Johannesburg - The role of the Black Management Forum (BMF) was to influence government policies, its re-elected president Jimmy Manyi said on Thursday.
Opening the BMF's annual conference in Midrand, he said many from government had been invited to the conference as the present government was "a new administration and the BMF must understand what is happening behind the scenes and what government thinking is today".
Manyi said he was trying to understand why his critics thought his roles as BMF president and director general of the labour department were in conflict.
"A journalist asked me yesterday [Wednesday] what I would do if the department of labour wants this and the BMF wants that. That would be a direct clash.
"Who doesn't have direct clashes?" he asked.

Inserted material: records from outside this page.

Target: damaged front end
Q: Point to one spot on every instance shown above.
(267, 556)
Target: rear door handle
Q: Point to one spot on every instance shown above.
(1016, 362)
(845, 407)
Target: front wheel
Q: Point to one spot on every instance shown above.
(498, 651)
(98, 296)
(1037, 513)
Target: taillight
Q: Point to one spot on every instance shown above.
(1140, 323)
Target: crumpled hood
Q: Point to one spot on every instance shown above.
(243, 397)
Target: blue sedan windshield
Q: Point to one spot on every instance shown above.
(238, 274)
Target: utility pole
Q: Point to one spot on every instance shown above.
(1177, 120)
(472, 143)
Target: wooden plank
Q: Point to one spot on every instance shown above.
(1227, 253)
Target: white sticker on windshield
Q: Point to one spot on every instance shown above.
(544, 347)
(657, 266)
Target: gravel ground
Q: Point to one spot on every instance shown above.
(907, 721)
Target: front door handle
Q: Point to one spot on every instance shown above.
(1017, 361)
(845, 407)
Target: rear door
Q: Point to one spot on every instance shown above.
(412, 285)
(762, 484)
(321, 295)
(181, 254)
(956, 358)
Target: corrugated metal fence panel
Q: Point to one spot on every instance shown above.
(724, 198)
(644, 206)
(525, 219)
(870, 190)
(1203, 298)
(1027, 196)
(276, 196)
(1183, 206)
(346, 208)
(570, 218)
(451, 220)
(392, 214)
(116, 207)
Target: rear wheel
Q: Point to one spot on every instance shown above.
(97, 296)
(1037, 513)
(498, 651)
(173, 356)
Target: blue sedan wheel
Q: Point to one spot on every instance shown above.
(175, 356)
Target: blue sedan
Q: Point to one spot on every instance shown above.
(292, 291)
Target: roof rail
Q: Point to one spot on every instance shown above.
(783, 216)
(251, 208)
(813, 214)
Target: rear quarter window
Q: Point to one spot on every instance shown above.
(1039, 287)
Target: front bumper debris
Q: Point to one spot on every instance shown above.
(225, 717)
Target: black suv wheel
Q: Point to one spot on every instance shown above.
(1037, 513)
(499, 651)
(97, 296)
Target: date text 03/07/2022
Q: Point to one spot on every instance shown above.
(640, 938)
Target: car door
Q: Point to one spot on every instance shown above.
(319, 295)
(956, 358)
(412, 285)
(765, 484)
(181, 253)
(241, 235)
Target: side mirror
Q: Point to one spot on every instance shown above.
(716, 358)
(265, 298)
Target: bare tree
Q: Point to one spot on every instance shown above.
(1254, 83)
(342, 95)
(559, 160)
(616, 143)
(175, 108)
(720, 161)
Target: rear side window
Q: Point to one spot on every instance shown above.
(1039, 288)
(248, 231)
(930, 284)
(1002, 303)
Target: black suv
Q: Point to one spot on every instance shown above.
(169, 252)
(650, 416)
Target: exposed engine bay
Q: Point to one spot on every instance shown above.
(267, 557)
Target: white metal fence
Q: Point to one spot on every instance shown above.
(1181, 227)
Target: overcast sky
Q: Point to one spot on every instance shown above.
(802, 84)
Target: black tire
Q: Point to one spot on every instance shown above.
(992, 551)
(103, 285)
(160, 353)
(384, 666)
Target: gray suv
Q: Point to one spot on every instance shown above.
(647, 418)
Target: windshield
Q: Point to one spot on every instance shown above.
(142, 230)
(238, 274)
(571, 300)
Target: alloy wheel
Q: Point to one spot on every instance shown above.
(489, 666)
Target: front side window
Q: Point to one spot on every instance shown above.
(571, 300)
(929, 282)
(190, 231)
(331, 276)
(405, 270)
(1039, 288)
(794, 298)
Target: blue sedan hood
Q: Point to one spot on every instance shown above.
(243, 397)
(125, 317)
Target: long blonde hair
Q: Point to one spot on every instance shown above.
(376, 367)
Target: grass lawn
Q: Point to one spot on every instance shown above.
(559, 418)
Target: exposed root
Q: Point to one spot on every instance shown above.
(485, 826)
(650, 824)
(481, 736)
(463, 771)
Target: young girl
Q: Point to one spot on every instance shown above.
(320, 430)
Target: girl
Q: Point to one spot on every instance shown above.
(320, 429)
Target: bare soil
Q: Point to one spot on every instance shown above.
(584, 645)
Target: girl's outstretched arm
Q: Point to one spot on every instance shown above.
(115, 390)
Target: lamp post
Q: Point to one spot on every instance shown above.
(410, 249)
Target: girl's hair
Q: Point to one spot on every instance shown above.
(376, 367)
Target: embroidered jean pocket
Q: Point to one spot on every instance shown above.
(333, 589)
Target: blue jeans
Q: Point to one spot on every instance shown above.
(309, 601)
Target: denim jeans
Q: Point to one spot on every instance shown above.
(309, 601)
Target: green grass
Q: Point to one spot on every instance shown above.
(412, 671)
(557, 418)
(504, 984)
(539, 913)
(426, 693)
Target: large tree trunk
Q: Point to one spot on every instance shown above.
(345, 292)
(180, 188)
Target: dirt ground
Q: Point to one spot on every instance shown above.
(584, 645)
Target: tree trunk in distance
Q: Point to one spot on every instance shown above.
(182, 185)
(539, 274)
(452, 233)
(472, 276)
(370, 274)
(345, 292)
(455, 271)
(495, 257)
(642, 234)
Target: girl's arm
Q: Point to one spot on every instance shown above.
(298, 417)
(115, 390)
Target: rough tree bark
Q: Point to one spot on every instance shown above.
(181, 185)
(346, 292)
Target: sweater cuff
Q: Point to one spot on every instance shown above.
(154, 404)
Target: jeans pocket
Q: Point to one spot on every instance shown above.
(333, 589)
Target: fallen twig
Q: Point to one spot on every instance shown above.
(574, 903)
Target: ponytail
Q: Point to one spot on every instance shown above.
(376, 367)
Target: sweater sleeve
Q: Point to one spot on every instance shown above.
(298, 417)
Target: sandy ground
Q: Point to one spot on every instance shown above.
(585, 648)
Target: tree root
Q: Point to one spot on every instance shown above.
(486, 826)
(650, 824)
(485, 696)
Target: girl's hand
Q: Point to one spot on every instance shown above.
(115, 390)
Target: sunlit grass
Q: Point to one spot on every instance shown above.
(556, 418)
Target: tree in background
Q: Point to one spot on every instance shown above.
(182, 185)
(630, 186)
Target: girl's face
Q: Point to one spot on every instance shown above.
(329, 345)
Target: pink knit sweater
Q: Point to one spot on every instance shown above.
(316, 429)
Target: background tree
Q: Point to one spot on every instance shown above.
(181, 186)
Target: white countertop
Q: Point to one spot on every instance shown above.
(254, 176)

Manyi said the policies of the BMF and of the department of labour were "so aligned," that he did not foresee clashes.
"I can't think of one thing the department of labour wants that the BMF opposes."
Manyi said the department of labour demanded that workers were well looked after, and the BMF was of the same opinion.
"The department of labour also wants health and safety issues to be seen as paramount - and so does the BMF."
Turning to one of the conference's themes, that of aligning schooling with higher education, Manyi said the BMF was "nervous" that so many pupils left school before completing matric.
He said the more time spent at school, the better the chances were of finding a job.
According to Manyi, an important challenge was to align higher education to what South Africa's economy required.
We are nervous about these alignment issues and we are eager to hear what policy makers have to say."
On Wednesday, Manyi was re-elected president of the BMF after another contender for the position, Shell SA's chairperson and vice president of sales and marketing Bonang Mohale, withdrew his nomination.